[ad_1]
Discussion
The proposed algorithm applied to the CCR Nutrition database, which is a multicente case–control study conducted in a population of 1496 pairs of Moroccan subjects with and without CRC, identified 2 dietary profiles associated with CRC: the ‘dangerous pattern’ and the ‘prudent profile’. The ‘dangerous pattern’ was characterised by a high consumption of vegetable oil, cakes, chocolate, cheese, red meat, sugar and butter. While the ‘prudent pattern’ was characterised by a moderate consumption of almost all foods with a slight increase in fruits and vegetables. The frequency of cases was higher in the ‘dangerous’ group than in the ‘prudent’ group.

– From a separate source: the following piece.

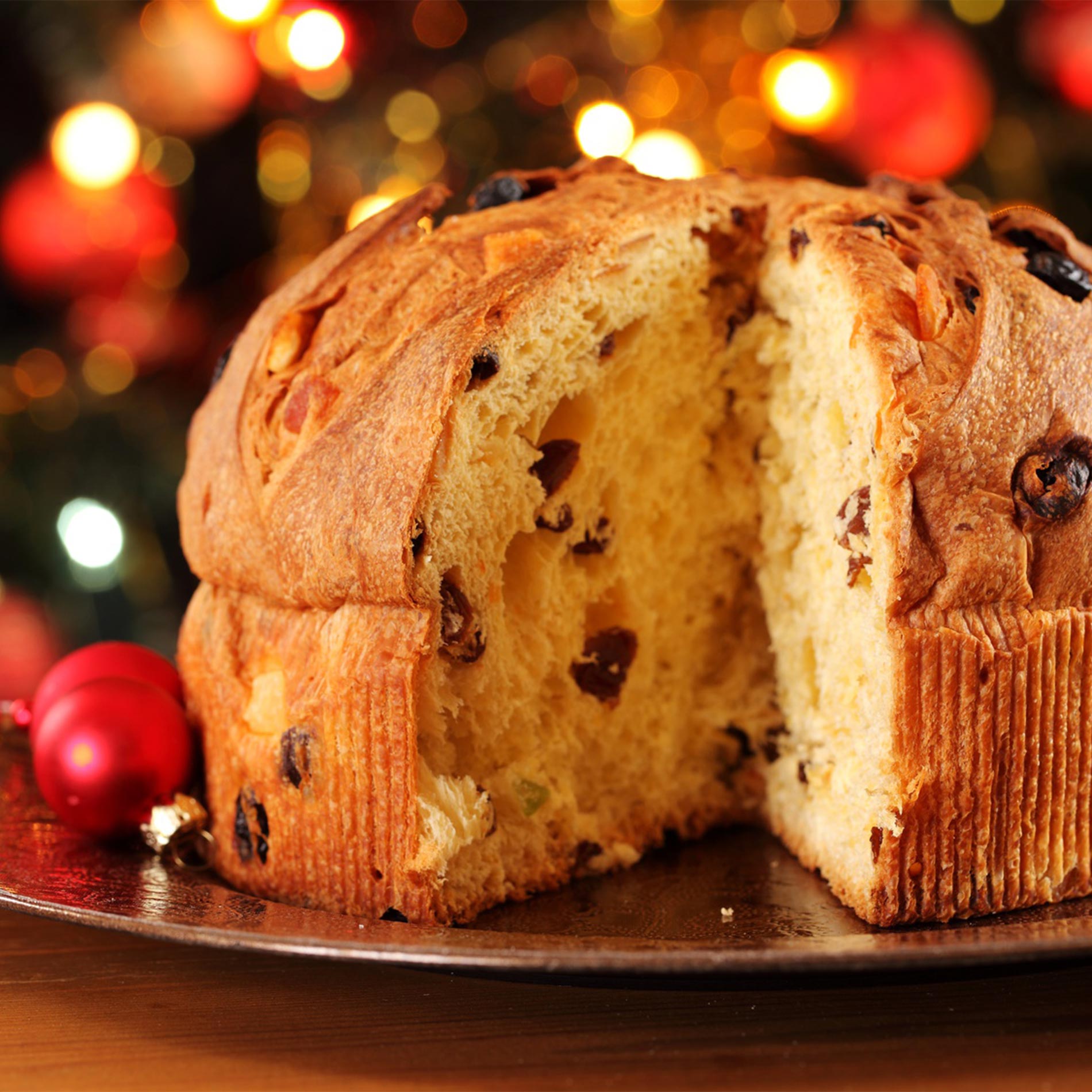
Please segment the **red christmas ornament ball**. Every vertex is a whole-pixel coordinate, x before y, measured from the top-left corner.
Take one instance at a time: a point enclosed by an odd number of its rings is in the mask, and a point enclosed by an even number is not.
[[[57,661],[38,684],[34,693],[31,744],[37,744],[38,727],[54,703],[93,679],[135,679],[158,687],[181,704],[182,684],[174,664],[157,652],[126,641],[99,641],[69,653]]]
[[[189,781],[193,736],[166,690],[99,678],[37,720],[34,775],[60,819],[97,838],[132,833]]]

This study proposes a new methodological approach that combined two unsupervised machine-learning techniques: PCA and K-means. The K-means method has been applied in the PCA-subspace. Several studies have shown the advantages of this approach.8 18 28 Indeed, the continuous solution of the cluster indicators is given by the principal components of the PCA and the optimal solution of the K-means clustering is in the PCA subspace. Moreover, the performance of clustering is better at reduced cost and noise. A recent statistical methods review for dietary pattern analysis reported the advantages and the disadvantages of PCA and k-means clustering algorithm. Compared with traditional statistical methods, classification via machine learning techniques reduces misclassification rate, increases generalisability, allows grading of movement quality, and simplifies experimental design.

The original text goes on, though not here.